The Castlemaine Field Naturalist Club is renowned for the collective knowledge of natural history held by its members. The club was formed in 1976 and has produced regular monthly newsletters since its inception. These newsletters contain a record of club excursions, local flora and fauna observations and informative articles on the ecology and natural history of the Castlemaine district …. which of course includes Newstead!

Recently, one of the club’s members, Chris Timewell completed digitising the full set of newsletters. They are a wonderful resource, an absolute treasure trove of information that will prove extremely valuable in the future as we witness changes in our landscape resulting from natural and human induced events. I was particularly interested in observations of the Sandon area where our family lived from the mid-1980s until 2000. Suzanna Starr, a local resident of Sandon made regular contributions, with some notable records.

Sandon

For example in October 1991, Suzanna recorded Hooded Robin (now rare at Sandon) and White-throated Gerygone (a rarely recorded summer migrant), while around the same time, members of the Maryborough FNC observed Australian Pratincoles on the Moolort Plains.

Pratincoles

I’m planning to do some more systematic reading of this wonderful resource soon.

The full digital set of newsletters can be accessed here.

3 responses to “A real treasure trove

  1. Looks like many hours of reading. How wonderful to have such a resource.

    I’ve congratulated them on the link you provided.

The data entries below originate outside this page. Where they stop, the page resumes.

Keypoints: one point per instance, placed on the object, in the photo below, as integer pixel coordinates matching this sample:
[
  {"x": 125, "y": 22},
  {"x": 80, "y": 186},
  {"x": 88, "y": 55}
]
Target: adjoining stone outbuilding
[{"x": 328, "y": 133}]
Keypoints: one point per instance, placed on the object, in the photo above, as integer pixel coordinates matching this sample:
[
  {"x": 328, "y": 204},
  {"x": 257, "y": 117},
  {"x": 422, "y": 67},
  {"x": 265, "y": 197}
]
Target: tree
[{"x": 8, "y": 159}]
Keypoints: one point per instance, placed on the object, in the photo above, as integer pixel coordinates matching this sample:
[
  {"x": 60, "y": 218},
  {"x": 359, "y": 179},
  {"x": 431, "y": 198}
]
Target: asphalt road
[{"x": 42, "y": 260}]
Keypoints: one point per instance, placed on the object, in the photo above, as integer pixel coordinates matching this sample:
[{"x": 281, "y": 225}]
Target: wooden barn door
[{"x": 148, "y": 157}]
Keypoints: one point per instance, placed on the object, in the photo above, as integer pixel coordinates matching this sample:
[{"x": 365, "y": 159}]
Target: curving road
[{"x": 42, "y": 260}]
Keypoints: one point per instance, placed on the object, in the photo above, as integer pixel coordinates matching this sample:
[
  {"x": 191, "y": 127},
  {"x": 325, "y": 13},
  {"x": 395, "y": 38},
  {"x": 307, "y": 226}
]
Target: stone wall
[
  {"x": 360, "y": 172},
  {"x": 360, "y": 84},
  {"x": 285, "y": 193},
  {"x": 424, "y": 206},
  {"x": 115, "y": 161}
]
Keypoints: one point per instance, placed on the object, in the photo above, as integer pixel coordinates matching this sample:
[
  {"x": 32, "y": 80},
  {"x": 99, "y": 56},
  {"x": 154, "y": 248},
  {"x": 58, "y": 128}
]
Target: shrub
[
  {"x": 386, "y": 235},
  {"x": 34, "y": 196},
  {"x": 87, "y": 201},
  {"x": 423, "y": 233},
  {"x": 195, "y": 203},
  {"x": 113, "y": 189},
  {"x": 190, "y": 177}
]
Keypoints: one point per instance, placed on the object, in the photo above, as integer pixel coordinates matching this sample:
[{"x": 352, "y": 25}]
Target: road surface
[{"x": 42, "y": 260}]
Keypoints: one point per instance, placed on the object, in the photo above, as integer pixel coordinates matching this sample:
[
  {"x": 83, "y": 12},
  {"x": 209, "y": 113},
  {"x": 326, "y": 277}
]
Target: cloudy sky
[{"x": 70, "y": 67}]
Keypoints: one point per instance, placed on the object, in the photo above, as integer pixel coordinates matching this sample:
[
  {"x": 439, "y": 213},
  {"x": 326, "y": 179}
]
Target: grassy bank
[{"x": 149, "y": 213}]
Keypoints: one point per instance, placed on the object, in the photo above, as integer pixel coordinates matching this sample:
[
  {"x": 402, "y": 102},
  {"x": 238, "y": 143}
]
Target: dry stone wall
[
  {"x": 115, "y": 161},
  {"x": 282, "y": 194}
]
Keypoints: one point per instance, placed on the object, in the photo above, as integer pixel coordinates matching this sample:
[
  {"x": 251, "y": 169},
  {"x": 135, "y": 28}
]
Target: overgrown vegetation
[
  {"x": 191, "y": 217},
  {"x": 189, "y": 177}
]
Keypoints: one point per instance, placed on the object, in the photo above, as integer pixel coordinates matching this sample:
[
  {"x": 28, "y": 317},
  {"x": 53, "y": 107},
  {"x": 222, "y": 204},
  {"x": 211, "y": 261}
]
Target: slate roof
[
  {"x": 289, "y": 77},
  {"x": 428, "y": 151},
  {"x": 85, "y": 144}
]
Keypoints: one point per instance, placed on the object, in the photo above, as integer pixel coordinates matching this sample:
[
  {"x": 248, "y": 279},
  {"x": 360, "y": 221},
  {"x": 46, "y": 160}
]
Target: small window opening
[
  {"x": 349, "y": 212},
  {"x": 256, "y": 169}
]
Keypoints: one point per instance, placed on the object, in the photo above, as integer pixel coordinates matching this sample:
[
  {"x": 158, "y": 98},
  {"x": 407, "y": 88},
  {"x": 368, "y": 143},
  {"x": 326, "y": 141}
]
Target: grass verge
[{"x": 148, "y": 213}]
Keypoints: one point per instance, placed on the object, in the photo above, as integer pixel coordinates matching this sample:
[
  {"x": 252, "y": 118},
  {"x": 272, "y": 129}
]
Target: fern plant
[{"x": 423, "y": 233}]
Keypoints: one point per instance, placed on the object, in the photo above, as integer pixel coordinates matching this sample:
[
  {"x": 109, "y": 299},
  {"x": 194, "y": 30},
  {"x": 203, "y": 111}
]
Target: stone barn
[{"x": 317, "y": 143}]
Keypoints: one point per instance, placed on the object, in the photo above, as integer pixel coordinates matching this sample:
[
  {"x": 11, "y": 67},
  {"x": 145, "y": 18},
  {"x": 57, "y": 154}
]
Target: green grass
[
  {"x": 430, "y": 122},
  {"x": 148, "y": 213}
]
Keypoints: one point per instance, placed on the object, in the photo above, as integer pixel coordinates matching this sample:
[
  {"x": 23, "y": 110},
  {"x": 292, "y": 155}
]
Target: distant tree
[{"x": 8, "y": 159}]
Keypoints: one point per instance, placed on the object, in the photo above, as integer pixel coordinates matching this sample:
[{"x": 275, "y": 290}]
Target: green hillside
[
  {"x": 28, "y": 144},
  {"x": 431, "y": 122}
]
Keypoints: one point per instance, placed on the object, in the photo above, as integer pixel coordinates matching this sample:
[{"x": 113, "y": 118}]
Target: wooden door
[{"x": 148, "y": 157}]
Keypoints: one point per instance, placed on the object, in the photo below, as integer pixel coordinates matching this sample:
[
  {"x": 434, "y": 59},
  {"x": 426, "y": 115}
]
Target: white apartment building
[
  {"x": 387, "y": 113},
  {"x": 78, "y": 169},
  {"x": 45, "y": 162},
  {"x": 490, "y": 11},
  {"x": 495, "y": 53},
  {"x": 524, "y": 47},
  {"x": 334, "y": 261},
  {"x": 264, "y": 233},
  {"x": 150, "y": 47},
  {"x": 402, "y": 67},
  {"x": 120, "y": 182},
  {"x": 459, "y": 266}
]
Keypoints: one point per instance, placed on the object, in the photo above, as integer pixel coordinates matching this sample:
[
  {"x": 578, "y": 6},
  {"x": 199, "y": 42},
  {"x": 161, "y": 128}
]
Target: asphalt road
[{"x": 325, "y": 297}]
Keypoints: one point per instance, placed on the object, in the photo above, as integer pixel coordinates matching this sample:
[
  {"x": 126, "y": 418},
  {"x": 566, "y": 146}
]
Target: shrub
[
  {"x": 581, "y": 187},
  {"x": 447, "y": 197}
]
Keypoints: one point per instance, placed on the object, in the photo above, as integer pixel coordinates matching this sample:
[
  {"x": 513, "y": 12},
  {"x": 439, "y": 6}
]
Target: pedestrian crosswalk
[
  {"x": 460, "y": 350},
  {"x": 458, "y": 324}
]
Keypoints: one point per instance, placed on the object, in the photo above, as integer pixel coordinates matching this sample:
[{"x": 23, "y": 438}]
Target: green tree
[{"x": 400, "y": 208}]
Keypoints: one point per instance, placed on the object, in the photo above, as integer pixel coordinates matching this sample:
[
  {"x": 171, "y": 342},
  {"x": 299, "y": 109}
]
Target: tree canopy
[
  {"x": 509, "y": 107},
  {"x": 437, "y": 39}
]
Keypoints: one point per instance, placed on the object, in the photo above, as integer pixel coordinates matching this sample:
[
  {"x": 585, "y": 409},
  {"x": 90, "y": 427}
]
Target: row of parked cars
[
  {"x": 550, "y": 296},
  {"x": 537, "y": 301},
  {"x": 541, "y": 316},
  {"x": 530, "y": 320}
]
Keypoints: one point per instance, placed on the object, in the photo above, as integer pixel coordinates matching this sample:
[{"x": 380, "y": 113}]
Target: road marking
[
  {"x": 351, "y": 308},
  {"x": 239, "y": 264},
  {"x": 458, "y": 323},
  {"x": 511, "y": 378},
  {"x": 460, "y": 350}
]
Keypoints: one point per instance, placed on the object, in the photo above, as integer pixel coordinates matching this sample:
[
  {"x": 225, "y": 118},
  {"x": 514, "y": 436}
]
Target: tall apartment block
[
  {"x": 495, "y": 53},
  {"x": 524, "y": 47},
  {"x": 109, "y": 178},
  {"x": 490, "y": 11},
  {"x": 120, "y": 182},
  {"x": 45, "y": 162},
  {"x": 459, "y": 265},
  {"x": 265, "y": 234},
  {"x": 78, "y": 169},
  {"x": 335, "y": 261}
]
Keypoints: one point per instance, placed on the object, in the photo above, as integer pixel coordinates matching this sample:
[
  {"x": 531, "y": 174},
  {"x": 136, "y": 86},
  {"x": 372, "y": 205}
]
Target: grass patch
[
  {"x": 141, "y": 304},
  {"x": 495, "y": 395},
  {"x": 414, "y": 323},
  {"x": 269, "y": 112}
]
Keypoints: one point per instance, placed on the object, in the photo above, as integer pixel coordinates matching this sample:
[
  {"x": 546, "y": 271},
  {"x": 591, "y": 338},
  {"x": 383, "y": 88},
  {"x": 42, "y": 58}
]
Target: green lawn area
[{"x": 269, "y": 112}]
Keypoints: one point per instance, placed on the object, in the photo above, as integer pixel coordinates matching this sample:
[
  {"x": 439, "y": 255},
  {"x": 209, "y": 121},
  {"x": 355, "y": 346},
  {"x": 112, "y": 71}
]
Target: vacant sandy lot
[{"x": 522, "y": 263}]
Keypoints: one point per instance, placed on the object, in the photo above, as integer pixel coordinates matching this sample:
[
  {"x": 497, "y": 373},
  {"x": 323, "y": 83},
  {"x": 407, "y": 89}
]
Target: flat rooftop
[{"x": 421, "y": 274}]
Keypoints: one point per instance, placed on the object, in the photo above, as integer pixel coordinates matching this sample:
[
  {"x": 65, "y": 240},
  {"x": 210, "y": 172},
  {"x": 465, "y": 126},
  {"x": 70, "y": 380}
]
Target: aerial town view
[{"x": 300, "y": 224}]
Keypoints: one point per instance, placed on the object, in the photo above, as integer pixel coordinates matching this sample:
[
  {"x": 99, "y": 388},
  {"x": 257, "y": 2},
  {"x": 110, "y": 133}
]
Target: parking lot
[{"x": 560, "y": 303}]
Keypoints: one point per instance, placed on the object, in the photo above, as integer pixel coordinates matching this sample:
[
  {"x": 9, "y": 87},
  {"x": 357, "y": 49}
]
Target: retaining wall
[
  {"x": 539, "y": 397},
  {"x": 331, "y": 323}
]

  2. Judy and Philip Hopley

    On Saturday, 30 January 2016, Natural Newstead wrote:

    > Geoff Park posted: “The Castlemaine Field Naturalist Club is renowned for > the collective knowledge of natural history held by its members. The club > was formed in 1976 and has produced regular monthly newsletters since its > inception. Theses newsletters contain a record of clu” >

  3. Hi Geoff (and Natural Newstead readers). Thanks for making people aware of the Castlemaine Field Naturalist Club newsletters. At the moment, we have about 70% of the newsletters digitised, and hope to complete the remainder over the next 2-3 months. The next job after that will be to compile an index of topics and survey sites. I have also been reading with fascination the monthly bird lists made by Suzanna Starr at her Sandon property – and I am also in the process of compiling a complete list of the species she saw there, and when. (2016 is the 40th year that the CFNC has been active – and there will be a birthday celebration during the year.) Cheers, Chris.